Zullen MSM de donorvragenlijst wel eerlijk beantwoorden?

Recent onderzoek van de Universiteit Maastricht heeft juist aangetoond dat er geen
verschillen zijn tussen MSM en niet-MSM en vrouwen in donatiewens en in risicoperceptie.
Ook bleek uit dat onderzoek dat MSM antwoorden geven die overeenkomen met de
realiteit.
Bijlage 1: nieuwsbericht 13 april 2012 (niet meer online beschikbaar)
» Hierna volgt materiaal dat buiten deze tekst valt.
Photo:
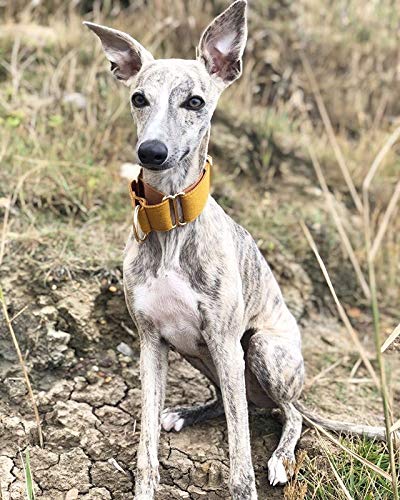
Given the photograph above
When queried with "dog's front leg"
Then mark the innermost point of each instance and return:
(228, 357)
(153, 374)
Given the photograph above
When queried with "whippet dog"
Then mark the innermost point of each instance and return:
(198, 283)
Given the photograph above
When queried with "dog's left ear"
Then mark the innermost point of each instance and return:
(222, 43)
(125, 54)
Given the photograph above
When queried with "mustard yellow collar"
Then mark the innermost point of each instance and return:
(154, 211)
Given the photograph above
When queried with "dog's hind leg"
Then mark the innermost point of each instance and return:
(277, 363)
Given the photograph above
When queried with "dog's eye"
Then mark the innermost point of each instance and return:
(195, 102)
(139, 100)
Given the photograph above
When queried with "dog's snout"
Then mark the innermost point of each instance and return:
(152, 152)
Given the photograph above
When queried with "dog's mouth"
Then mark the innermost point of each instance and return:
(164, 166)
(157, 168)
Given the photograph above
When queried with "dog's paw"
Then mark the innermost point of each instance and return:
(171, 420)
(277, 471)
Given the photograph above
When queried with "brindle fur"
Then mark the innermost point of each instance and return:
(204, 288)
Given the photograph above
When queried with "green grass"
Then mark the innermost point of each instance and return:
(360, 481)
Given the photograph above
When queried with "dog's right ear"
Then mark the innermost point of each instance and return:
(125, 54)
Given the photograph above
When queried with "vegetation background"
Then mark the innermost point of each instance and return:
(296, 142)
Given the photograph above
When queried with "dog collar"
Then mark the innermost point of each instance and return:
(155, 211)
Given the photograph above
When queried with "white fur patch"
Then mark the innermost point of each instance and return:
(171, 304)
(171, 420)
(224, 44)
(276, 471)
(129, 171)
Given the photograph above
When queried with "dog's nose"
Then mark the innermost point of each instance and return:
(152, 152)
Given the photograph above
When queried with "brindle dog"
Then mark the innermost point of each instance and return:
(203, 288)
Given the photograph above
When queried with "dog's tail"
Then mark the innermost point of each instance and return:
(372, 432)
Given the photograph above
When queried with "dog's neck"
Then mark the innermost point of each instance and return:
(181, 175)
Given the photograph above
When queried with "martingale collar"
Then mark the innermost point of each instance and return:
(155, 211)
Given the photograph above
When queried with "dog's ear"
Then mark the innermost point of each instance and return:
(222, 43)
(125, 54)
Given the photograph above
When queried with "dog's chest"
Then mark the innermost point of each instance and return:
(172, 305)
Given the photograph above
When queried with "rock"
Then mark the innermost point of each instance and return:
(125, 349)
(105, 392)
(6, 466)
(74, 415)
(106, 475)
(97, 494)
(71, 471)
(59, 352)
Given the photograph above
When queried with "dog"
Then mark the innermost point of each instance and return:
(194, 279)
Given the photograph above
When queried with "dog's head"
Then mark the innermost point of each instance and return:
(172, 100)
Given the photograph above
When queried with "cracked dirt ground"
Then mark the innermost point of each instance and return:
(83, 356)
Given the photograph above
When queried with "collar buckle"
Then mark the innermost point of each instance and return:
(140, 236)
(172, 198)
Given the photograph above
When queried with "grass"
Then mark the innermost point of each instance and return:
(318, 76)
(30, 490)
(357, 478)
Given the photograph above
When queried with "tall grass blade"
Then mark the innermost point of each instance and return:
(392, 337)
(342, 312)
(23, 367)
Soa Aids Nederland ziet geen aanleiding voor aanpassing
beleid bloedbanken
Zolang de bloedbanken nog geen testen hebben die alle hiv-infecties kunnen uitsluiten,
sluit Soa Aids Nederland zich aan bij het standpunt van bloedbank Sanquin dat mannen
die seks hebben met mannen (MSM) uitgesloten moeten worden van bloeddonatie. De
Raad van Europa komt binnenkort met een advies over dit onderwerp.
Overdrachtsrisico’s
Het is helaas nog steeds zo dat er een korte periode na infectie met hiv is waarbij deze niet is vast
te stellen. Dit kan tot overdrachtsrisico’s leiden bij bloeddonatie. Onder mensen met hiv is het
percentage mannen dat seks heeft met mannen hoog. Jaarlijks worden 1.200 nieuwe hiv-diagnoses
gesteld. Twee derde hiervan betreft mannen die seks hebben met mannen. Onveilig gedrag, een
verkeerde risico-inschatting of een partner die afspraken over monogamie schendt komt zowel bij
hetero’s als homo’s voor. Echter homo’s lopen meer risico op een infectie, eenvoudigweg omdat hiv
veel meer in deze groep voorkomt. Om de risico’s op overdracht van hiv zo veel mogelijk te
beperken sluiten bloedbanken mannen die seks hebben met mannen uit van het geven van bloed.
Discriminatie?
Het is de vraag is of het discriminatie is om mannen die seks hebben met mannen uit te sluiten van
het geven van bloed. De Commissie Gelijke Behandeling vond in 1998 van niet omdat de reden
voor uitsluiting niet primair lag in de uitsluiting van homoseksuelen, maar gericht was op het
voorkomen van risico op overdracht van hiv.
Volksgezondheidsbelang
Zolang de bloedbanken nog geen testen hebben die alle hiv-infecties kunnen uitsluiten, sluit Soa
Aids Nederland zich aan bij het standpunt van bloedbank Sanquin. Het belang voor de
volksgezondheid weegt in dit geval het zwaarst. Nederland neemt hierbij geen uitzonderingspositie
in. Op de website van bloedbank Sanquin staat vermeld dat 18 van de 21 onderzochte Europese
landen hetzelfde beleid als Nederland voeren.
Advies Raad van Europa
Volgens de minister van VWS komt de Raad van Europa met een advies voor de 47 lidstaten over
dit onderwerp. Soa Aids Nederland kijkt uit naar dit advies.
Achtergrond
Het is dit jaar dertig jaar geleden dat in Nederland de eerste aidsdiagnose werd vastgesteld. Omdat
hiv relatief vaker voorkwam onder homomannen, riep het COC kort daarop alle homomannen op
om zich terug te trekken als bloeddonor. Vijftien jaar later, in 1997, diende het COC een klacht in
bij de Commissie Gelijke Behandeling. De aanleiding was een folder van de bloedbanken. Hierin
sloten de bloedbanken mannen die éénmaal seks hebben gehad met een andere man uit als
bloeddonor. Het COC pleitte voor gelijke behandeling op basis van gedrag en niet op basis van
seksuele voorkeur. Het COC kreeg (zie hierboven) geen gelijk van de Commissie Gelijke
Behandeling. We zijn nu 15 jaar verder. Dit keer gaat het om een initiatief van de Tweede Kamer.
Deze wil dat het kabinet bloedbank Sanquin opdraagt de regels zo te wijzigen dat mannen die seks
met elkaar hebben, niet langer uitgesloten worden van het donorschap. Seksueel risicogedrag
moet het criterium zijn, aldus de Kamer.